De Chen, Wenbo Qiu, Zhiwen Zeng, Xuexian Li, Qingdong Yan, Qin Zou

Keywords

Surface defect detection, GANs, RL, multi-scale feature fusion,atrous convolution

Abstract

Surface defect detection is crucial for quality control in lithium battery cell manufacturing. Due to the scarcity of defective samples, existing methods typically rely on generative adversarial networks (GAN) to generate defective samples and corresponding pseudo- labels, followed by the design of a deep defect detection network. This allows for the training of a competent defect detection model even with a shortage of defective samples. However, GAN models still face stability issues such as mode collapse. To address this, this study proposes a novel end-to-end trainable network that innovatively applies reinforcement learning algorithms to optimise the generation strategy of GAN. A reward mechanism is designed between the discriminator’s output and the generator’s production, ensuring robust changes in the GAN training gradient.
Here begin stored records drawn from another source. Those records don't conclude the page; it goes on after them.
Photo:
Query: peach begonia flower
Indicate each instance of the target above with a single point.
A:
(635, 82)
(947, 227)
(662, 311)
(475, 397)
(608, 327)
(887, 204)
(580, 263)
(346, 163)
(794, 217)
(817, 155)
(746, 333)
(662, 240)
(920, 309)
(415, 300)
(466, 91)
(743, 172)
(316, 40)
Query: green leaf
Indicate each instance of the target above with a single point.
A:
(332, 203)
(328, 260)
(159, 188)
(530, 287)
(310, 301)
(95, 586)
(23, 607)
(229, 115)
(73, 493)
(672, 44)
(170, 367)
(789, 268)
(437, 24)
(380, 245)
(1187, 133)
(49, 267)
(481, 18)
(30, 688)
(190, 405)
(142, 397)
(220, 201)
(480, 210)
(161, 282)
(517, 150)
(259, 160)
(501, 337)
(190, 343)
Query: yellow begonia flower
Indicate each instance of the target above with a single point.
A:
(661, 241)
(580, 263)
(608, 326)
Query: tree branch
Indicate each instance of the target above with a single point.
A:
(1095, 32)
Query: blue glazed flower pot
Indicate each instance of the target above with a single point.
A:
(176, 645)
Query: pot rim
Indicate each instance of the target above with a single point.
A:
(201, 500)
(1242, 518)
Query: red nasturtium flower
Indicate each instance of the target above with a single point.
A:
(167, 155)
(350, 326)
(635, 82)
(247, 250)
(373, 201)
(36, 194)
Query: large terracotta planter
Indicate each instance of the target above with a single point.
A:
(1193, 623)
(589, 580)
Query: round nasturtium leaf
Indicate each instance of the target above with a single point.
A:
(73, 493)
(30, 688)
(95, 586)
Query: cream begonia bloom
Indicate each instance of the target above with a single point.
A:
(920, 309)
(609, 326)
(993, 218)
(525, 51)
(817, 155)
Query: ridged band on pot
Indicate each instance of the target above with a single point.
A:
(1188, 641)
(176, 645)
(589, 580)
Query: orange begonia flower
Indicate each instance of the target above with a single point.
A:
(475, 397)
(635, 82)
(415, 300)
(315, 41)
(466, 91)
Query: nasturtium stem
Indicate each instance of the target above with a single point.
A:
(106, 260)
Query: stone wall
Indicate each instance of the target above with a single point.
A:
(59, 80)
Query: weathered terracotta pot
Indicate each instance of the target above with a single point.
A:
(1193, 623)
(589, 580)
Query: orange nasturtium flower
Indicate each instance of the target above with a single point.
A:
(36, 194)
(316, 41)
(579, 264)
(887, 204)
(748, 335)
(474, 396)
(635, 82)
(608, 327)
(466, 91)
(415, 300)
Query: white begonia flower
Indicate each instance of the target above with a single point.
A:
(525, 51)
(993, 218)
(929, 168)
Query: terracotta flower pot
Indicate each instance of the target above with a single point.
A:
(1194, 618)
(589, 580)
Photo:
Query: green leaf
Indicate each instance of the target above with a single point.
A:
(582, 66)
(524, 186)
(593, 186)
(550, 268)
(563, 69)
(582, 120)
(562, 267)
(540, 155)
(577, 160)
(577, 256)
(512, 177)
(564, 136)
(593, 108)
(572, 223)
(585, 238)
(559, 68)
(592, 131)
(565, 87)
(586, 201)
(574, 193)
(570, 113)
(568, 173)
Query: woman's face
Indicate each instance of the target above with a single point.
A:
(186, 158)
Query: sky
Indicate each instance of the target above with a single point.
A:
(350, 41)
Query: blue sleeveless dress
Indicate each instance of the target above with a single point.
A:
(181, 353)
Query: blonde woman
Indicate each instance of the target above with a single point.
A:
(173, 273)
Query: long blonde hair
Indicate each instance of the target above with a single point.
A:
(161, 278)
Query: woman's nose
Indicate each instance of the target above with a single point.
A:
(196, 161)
Experiments demonstrate that our proposed method has made significant progress in generating samples that are closer to the true data distribution. In addition, this study designs a multi-scale feature fusion and atrous convolution module to integrate multi-scale information, enhancing the detection capability of subtle defects. In test scenarios aimed at detecting small target defects, the model proposed by this research achieves state-of-the-art precision in segmenting small target defects on the surface of battery cells.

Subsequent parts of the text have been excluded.